How was your Family Day long weekend?

I hope you had a wonderful time with friends and family on the Family day long weekend or whatever you decided to do.

For me, I noticed as Friday rolled around that I was feeling a deep sense of loneliness. I also noticed this has been a reoccurring theme whenever a long weekend or a holiday comes around.

No matter what I did to put myself out there, to reach out beyond my feelings of isolation and loneliness, to connect with others, nothing seemed to work to relieve my anxiety. So, on Saturday night, I got really still and went deeper inside of me to sort this out.

While letting myself feel the sadness, I could not initially identify anything specific it was relating to, but kept going deeper into it. This is when I realized there was a deeper layer of grief related to the death of the last of my “family” members and it was fuelling the loneliness. My Dad died in September of 2017, as did my cat Kinuso, in November.

Eventually I got in touch with feeling angry about being left behind by my Father and Kinuso. Once I got into the depth of the anger, and released it, I was able to navigate my way out and onto the other side of it.

I know for myself and have known about myself for a very long time, that the only way “out” of the what society calls “negative feelings” is for me to fully embrace them and feel them deeply by diving in. Only then will I come out on the other side. It however, does not come without the initial anxiety that comes with feeling “off,” or in this case – lonely.

Getting to the stage of being fully present to my feelings and being willing to explore at this level often feels like asking myself to willingly walk the plank to my demise into the ocean! (of the unknown.) Frankly, I would rather distract myself with entertainment, or some other numbing experience.

Then, as is always the case, when I decided to just get in and find out what was in there, I eventually emerged, the world seemed ok again, actually better than “ok.” The feelings of loneliness had completely disappeared, the “sun was shining again,” and I wanted to dance, so I did.

It always works this way for me, this cycle of resistance then surrendering to the feelings, and emerging, feeling like I am reborn. Yet I still resist the journey at the start. The funny part is, my resistance to diving in, is actually a longer process than the time I spend being present with my feelings.

I wonder how Persephone felt before travelling into the underworld. She might have felt something similar, and yet she always emerged.

So, in honour of Kinuso, as she was actually the closest, most recent, family relationship to me, I want to share the photos of my journey through her death.

Death is a great teacher. Death is a sacred experience. In honouring Kinuso’s life through ceremony, I honoured myself and my relationship with her.

I hope in my sharing, it will inspire you to Dare to do Death Differently.

Kinuso’s story.…..(photos below)

Kinuso was born in High Prairie, Alberta in 2001. I stopped there over night on a trip to visit my father. I found her desperately crying, hungry and scared in the middle of the night, outside my motel room. She was just a little kitten.

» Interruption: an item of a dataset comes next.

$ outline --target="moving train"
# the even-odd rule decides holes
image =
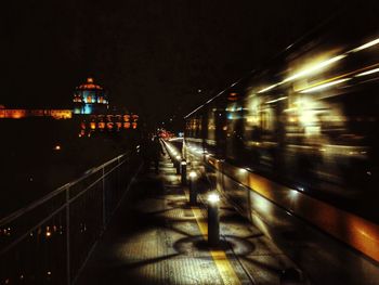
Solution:
[[[190,113],[184,135],[187,159],[249,219],[279,226],[279,208],[375,267],[378,13],[362,4],[335,15]]]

Her name full name was Princess Kinuso Two-tooth. Her name is a combination of the town of Kinuso and the extra set of front teeth growing from her gums below her baby teeth. (When her adult teeth came in, all was normal.) I had decided when we left High Prairie, the next town I came to on my trip with a decent name would be the name I would call her. Grouard was actually the next town, and well, it didn’t have the same kind of ring to it as the next town, Kinuso, did.

While in Alberta, Kinuso had a wonderful life, living with four other cats and a dog. She was an indoor/outdoor cat, able to come and go as she pleased through the cat door. She had other human friends in the neighbourhood that loved her, that she regularly visited. (We lived in a small town.)

Eventually, she was the only one remaining of my fur kids. We moved to Nova Scotia, leaving her other important human behind, arriving on Halloween in 2015, landing in a Halifax apartment.

She gave up a wonderful life in Alberta to adjust to city living with me, not able to go outside and catch mice as she loved to do. I know she missed her pervious home with the privileges she had there and I knew she wanted to go back “home”. Although I was not able to grant her, her wish to return while alive, I did honour her by returning her bones to Alberta in January, for burial later this year.

These photos are of her journey with death, and how I participated in it. They of course do not capture everything but you will get the idea of the depth of my love for her, and how daring to do death differently, for me, was a much healthier experience than any experience I have had before at a funeral for people I know. Of course there were other deaths I was able to officiate at or able to participate in prior to coming to Nova Scotia, that were equally meaningful and prior to knowing I would choose to do this work for a living.

I still miss Kinuso, a lot. She was 16 years old.

In the final series of photos, the alters dedicated to Kinuso, are marking her life both in Alberta and Nova Scotia, simultaneously, at least until her bones and ashes are buried, likely in June.